Derived data is redundant, in the sense that it duplicates existing information. However, it is often essential for getting good performance on read queries. It is commonly denormalized. You can derive several different datasets from a single source, enabling you to look at the data from different “points of view”.

Three Different Systems

Services (online systems)

A service waits for a request or instruction from a client to arrive. When one is received, the service tries to handle it as quickly as possible and sends a response back. Response time is usually the primary measure of performance of a service, and availability is often very important.

Batch processing systems (offline systems)

A batch processing system takes a large amount of input data, runs a job to process it, and produces some output data. Jobs often take a while, so there normally isn’t a user waiting for the job to finish. Instead, batch jobs are often scheduled to run periodically (for example, once a day). The primary performance measure of a batch job is usually throughput.

Stream processing systems (near-real-time systems)

Stream processing is somewhere between online and offline/batch processing. Like a batch processing system, a stream processor consumes inputs and produces outputs. However, a stream job operates on events shortly after they happen, whereas a batch job operates on a fixed set of input data. This difference allows stream processing systems to have lower latency than the equivalent batch systems.

MapReduce and Distributed Filesystems

Hadoop Distributed File System (HDFS)

Unix tools use stdin and stdout as input and output, MapReduce jobs read and write files on a distributed filesystem, for example Hadoop Distributed File System (HDFS).

HDFS is based on the shared-nothing principle, in contrast to the shared-disk approach of Network Attached Storage (NAS). HDFS consists of a daemon process running on each machine, exposing a network service that allows other nodes to access files stored on that machine. A central server called the NameNode keeps track of which file blocks are stored on which machine.

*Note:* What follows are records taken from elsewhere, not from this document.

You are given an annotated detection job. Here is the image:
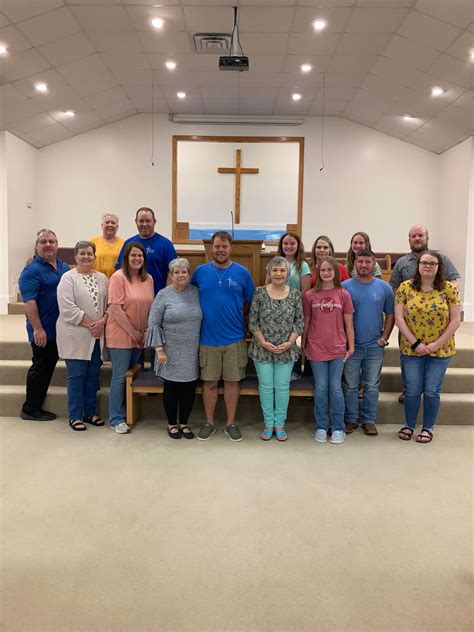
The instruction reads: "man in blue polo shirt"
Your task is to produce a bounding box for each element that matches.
[191,231,254,441]
[342,250,395,436]
[19,228,69,421]
[115,206,178,296]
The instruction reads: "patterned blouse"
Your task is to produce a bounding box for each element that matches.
[395,281,461,358]
[81,272,99,313]
[249,286,304,364]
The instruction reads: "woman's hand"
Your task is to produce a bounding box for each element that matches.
[342,347,354,362]
[415,342,431,355]
[156,349,168,366]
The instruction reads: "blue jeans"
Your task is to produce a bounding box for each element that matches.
[311,358,344,432]
[254,362,294,428]
[65,340,102,420]
[109,349,143,428]
[402,355,451,430]
[342,345,385,424]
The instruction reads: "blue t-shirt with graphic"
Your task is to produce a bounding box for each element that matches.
[342,277,394,347]
[191,261,254,347]
[115,233,178,296]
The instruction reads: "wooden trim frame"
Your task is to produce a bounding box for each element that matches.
[171,135,304,245]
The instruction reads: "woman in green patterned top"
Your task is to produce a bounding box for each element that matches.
[249,257,303,441]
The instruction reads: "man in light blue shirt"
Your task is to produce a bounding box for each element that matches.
[191,231,254,441]
[342,250,395,436]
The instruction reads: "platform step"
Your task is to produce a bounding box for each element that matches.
[0,386,474,425]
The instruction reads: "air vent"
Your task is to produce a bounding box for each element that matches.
[194,33,231,55]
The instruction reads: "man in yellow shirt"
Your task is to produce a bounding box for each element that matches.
[91,213,124,278]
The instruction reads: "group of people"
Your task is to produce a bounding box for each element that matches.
[20,207,461,444]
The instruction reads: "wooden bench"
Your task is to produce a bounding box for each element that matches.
[125,364,314,428]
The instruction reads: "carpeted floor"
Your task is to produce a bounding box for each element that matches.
[0,418,473,632]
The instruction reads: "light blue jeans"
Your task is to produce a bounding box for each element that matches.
[401,355,451,430]
[254,362,294,428]
[109,349,143,428]
[65,340,102,420]
[342,344,385,424]
[311,358,345,432]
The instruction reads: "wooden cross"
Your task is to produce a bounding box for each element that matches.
[217,149,259,224]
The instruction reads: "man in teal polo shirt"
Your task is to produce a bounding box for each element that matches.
[19,228,69,421]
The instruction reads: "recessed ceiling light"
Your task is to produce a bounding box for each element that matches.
[313,19,328,31]
[35,81,48,92]
[151,18,165,29]
[431,86,446,97]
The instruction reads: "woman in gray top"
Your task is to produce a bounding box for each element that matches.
[147,258,202,439]
[249,257,303,441]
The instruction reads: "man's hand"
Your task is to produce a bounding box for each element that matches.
[33,327,47,347]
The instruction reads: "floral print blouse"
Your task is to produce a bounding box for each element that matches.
[249,286,304,364]
[395,281,461,358]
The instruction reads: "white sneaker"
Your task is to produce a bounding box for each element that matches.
[330,430,346,443]
[314,428,328,443]
[114,421,130,434]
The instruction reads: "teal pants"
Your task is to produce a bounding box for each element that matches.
[254,362,294,428]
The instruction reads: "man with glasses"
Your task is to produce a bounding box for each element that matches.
[19,228,69,421]
[389,224,461,404]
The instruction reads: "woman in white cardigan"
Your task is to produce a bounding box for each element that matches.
[56,241,108,430]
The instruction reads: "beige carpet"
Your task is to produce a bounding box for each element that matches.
[0,418,473,632]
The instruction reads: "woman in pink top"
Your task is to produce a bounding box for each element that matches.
[302,257,354,443]
[105,242,155,434]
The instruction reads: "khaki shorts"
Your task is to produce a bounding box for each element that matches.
[199,340,247,382]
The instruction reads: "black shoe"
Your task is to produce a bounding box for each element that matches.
[20,410,56,421]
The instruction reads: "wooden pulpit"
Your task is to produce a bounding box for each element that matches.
[202,239,263,286]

Thus, HDFS conceptually creates one big filesystem that can use the space on the disks of all machines running the daemon.

In order to tolerate machine and disk failures, file blocks are replicated on multiple machines.

MapReduce Execution

A standard MapReduce contains 4 parts:

Input Parser → Read and parse the input file from HDFS, e.g. break it up to list of records.
Mapper → Call the mapper function to extract a key and value from each input record.
Shuffle → Distribute the key-value pairs by key to machines (pairs with similar keys will be assigned in the same machine).
Reducer → Aggregate key-value pairs to generate output.

Distributed Execution

MapReduce can parallelize a computation across many machines, without you having to write code to explicitly handle the parallelism.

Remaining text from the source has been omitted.